As part of this series, we offer one-hour webinars on topics in scientific software development and high-performance computing, approximately once a month. Participation is free and open to the public, but registration is required for each event. The next webinar in the series was titled “Jupyter and HPC: Current State and Future Roadmap”, and was presented by Matthias Bussonnier (UC Berkeley), Shreyas Cholia (LBNL), and Suhas Somnath (ORNL). The webinar took place on Wednesday, February 28, 2018 at 1:00 pm ET.
Abstract:
During the last few years the Jupyter notebook has become one of the tools of choice for the data science and high-performance computing (HPC) communities. This webinar will provide an overview of why Jupyter is gaining traction in education, data science, and HPC, with emphasis on how notebooks can be used as interactive documents for exploration and reporting. We will present an overview of how Jupyter works and how the network protocol can be leveraged for both a local single machine and remote-cluster work. We will discuss the nuts and bolts of how Jupyter has been deployed at NERSC as a case study in implementation of Jupyter in an HPC environment. This work implies learning the Jupyter ecosystem to take advantage of its powerful abstractions to develop custom infrastructure to satisfy policies and user needs.
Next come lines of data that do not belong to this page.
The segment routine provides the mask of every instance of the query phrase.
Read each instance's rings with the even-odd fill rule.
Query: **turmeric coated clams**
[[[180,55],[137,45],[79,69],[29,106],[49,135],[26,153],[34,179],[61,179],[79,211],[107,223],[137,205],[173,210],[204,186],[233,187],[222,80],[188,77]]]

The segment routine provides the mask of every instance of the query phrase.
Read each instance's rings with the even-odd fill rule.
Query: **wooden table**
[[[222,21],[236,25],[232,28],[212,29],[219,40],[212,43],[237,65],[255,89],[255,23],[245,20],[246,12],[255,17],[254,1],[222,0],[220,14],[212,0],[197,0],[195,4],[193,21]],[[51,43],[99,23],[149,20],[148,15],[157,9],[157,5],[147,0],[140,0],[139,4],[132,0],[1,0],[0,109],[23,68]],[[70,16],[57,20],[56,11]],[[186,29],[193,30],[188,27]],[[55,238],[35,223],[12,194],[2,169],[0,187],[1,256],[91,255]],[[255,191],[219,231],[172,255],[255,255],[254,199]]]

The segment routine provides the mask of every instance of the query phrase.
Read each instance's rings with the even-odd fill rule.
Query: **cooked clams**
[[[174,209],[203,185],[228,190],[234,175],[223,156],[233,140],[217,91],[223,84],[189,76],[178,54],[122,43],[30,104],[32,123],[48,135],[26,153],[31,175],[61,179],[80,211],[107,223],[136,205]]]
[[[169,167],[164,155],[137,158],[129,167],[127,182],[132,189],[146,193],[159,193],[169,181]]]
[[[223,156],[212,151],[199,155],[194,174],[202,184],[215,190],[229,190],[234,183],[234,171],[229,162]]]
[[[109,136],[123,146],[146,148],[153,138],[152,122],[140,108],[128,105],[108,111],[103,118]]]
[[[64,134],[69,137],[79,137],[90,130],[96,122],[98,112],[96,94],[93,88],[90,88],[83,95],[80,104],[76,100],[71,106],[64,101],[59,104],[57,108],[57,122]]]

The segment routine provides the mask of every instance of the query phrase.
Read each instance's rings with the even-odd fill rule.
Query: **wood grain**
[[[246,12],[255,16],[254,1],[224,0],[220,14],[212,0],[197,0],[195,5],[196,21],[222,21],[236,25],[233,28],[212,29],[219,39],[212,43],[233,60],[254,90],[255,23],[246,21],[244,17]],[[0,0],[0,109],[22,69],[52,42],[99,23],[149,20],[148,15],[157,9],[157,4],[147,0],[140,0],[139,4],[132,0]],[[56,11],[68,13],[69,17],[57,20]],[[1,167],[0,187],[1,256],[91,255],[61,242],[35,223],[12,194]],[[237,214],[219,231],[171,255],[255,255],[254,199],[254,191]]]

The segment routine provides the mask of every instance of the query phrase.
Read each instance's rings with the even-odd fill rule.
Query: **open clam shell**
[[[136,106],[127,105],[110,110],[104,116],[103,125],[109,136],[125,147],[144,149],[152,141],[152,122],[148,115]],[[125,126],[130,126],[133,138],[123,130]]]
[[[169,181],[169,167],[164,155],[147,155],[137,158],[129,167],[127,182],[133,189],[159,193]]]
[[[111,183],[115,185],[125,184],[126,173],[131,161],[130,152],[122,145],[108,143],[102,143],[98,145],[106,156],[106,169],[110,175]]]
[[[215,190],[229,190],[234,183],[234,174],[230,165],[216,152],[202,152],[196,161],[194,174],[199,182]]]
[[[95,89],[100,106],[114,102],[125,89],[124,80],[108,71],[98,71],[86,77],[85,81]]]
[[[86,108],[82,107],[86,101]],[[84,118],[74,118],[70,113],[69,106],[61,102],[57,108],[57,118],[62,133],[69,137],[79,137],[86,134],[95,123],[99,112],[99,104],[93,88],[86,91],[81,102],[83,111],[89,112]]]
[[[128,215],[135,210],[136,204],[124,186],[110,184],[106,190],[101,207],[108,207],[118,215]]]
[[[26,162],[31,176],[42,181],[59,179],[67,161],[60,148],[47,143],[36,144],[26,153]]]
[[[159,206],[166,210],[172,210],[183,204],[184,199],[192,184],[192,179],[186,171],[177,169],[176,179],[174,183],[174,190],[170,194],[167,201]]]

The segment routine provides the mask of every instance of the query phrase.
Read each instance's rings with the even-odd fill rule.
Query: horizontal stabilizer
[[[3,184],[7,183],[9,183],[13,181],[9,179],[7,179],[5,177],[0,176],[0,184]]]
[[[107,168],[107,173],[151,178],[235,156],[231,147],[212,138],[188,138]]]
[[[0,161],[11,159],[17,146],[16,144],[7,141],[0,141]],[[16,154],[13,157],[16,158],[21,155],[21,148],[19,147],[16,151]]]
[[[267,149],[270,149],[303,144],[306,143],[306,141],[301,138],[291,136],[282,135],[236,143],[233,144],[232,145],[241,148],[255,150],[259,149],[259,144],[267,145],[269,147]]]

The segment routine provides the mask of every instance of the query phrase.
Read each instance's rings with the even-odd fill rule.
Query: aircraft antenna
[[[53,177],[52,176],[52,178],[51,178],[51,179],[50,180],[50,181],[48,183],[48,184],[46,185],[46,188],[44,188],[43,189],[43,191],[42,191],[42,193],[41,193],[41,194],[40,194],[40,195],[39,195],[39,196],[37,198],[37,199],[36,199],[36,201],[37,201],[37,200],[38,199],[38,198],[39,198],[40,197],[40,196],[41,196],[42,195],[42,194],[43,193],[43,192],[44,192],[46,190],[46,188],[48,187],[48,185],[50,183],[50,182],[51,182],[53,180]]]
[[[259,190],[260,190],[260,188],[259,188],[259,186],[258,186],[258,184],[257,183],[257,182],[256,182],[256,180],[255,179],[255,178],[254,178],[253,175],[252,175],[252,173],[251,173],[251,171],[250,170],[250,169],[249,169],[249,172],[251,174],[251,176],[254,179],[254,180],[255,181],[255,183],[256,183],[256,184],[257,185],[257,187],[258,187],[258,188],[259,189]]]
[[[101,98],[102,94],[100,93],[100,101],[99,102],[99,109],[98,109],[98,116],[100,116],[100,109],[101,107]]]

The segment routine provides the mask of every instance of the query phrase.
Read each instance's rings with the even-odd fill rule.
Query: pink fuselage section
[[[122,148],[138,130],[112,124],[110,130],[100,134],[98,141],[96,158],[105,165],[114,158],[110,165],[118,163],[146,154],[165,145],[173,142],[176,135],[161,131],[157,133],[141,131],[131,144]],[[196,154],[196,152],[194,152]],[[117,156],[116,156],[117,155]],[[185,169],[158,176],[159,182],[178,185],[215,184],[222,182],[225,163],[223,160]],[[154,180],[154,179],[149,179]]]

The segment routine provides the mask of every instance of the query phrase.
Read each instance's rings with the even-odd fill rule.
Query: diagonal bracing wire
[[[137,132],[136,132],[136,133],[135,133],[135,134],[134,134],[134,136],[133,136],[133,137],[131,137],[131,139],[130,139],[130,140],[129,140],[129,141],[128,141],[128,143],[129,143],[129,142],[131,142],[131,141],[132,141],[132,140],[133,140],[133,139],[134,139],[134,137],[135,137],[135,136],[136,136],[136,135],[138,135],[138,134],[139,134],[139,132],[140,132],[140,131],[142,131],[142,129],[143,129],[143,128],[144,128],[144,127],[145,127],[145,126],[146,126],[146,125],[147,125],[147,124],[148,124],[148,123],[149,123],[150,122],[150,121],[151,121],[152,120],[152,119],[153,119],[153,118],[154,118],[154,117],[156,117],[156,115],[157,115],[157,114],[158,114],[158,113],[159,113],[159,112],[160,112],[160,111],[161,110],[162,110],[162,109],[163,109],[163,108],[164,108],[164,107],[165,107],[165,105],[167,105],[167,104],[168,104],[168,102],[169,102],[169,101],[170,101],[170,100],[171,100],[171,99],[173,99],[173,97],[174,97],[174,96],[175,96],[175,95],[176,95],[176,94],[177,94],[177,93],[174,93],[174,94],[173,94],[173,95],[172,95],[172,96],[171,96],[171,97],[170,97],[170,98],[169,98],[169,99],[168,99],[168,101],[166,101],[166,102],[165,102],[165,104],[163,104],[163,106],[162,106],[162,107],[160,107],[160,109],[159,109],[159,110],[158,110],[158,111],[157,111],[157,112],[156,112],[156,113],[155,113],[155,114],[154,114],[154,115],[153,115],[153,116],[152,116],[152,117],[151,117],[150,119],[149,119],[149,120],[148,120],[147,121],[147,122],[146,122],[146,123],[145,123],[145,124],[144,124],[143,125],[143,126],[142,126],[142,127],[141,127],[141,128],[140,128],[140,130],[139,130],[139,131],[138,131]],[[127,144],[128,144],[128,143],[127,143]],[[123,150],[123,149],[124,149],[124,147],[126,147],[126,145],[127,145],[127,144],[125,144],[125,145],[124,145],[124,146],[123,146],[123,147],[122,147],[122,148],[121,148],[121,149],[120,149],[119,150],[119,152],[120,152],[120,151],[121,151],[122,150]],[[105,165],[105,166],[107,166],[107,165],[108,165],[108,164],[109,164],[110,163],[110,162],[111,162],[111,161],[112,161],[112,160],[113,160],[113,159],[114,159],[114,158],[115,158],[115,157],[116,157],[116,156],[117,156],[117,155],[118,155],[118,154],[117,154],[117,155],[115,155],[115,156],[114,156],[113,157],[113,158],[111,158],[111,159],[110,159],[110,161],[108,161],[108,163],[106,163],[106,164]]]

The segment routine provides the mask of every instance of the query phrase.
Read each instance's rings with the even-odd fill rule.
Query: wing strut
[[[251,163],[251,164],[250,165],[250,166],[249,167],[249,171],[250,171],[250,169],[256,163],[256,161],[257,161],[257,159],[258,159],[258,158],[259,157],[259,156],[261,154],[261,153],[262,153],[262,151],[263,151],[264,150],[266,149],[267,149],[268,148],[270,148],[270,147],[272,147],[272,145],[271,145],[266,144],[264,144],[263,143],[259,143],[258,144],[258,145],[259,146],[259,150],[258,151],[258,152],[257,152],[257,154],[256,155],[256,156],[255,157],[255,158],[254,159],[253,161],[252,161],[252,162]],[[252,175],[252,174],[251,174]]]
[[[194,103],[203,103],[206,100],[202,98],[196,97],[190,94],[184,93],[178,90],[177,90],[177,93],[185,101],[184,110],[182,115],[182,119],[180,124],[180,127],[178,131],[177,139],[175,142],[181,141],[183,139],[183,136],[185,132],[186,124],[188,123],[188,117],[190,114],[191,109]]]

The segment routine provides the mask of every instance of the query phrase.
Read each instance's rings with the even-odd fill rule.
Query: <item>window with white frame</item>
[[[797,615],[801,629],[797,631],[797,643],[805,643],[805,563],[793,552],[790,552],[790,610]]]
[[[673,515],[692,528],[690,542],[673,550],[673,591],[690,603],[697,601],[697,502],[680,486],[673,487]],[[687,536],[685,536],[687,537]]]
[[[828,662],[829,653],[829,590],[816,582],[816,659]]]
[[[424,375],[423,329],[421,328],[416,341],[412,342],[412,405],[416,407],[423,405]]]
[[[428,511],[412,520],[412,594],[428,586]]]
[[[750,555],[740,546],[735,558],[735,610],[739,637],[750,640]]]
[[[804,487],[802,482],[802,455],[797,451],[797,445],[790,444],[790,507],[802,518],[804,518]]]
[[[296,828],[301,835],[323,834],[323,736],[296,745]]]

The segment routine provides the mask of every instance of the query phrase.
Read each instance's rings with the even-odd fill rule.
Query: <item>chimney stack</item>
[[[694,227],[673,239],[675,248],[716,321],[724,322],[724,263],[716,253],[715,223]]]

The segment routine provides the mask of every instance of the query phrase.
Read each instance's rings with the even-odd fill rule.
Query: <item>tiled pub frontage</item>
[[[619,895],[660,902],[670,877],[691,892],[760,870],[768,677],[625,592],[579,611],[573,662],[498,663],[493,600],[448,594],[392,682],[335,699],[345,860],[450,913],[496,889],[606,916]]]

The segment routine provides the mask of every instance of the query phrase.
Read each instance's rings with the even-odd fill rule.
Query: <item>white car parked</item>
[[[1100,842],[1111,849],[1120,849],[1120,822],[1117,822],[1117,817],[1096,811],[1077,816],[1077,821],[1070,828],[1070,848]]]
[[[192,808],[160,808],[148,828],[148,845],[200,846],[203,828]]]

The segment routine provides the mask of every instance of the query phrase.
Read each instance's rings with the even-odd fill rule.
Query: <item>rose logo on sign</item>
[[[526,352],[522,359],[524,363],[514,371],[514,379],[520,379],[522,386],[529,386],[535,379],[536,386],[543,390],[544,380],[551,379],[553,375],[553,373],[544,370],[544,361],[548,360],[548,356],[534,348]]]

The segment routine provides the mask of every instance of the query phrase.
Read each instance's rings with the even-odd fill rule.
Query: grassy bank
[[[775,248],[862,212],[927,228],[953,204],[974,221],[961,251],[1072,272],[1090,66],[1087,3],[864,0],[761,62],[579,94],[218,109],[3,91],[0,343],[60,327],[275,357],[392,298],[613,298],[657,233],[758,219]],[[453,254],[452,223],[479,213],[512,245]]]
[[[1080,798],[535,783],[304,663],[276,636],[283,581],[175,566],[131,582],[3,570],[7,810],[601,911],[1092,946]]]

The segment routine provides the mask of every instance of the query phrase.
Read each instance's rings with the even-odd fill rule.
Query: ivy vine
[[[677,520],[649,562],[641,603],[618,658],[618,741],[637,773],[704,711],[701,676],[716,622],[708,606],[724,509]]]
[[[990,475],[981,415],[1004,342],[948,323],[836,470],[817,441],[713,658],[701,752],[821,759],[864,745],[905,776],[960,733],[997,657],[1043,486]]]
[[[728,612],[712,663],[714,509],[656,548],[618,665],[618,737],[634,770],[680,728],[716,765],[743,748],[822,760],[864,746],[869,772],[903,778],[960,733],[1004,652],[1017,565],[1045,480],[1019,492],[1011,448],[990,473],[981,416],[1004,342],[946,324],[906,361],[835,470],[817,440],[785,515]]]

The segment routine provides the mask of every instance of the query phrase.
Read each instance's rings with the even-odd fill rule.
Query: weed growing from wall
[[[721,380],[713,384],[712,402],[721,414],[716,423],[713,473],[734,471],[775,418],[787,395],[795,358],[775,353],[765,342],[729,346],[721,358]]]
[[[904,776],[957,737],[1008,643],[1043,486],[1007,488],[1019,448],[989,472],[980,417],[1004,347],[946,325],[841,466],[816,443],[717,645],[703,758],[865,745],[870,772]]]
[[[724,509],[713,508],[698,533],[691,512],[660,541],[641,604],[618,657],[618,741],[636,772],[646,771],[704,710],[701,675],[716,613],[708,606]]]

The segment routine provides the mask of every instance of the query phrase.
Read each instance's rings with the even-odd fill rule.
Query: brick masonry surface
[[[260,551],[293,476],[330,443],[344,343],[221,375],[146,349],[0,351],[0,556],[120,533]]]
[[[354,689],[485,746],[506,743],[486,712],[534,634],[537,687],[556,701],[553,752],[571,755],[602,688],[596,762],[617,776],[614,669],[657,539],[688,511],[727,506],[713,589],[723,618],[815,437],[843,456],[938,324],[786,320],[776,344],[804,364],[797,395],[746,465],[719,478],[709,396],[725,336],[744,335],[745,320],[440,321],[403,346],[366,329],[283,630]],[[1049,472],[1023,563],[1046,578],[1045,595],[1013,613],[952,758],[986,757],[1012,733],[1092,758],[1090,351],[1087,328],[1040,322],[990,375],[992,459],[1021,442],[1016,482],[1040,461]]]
The webinar showed, as a use case, how Jupyter notebooks have transformed data discovery, visualization, and interactive analysis for the scanning probe and electron microscopy communities at Oak Ridge National Laboratory. It also showed how notebooks can seamlessly accommodate measurements from a wide variety of instruments through Pycroscopy, a framework for instrument agnostic data storage and analysis.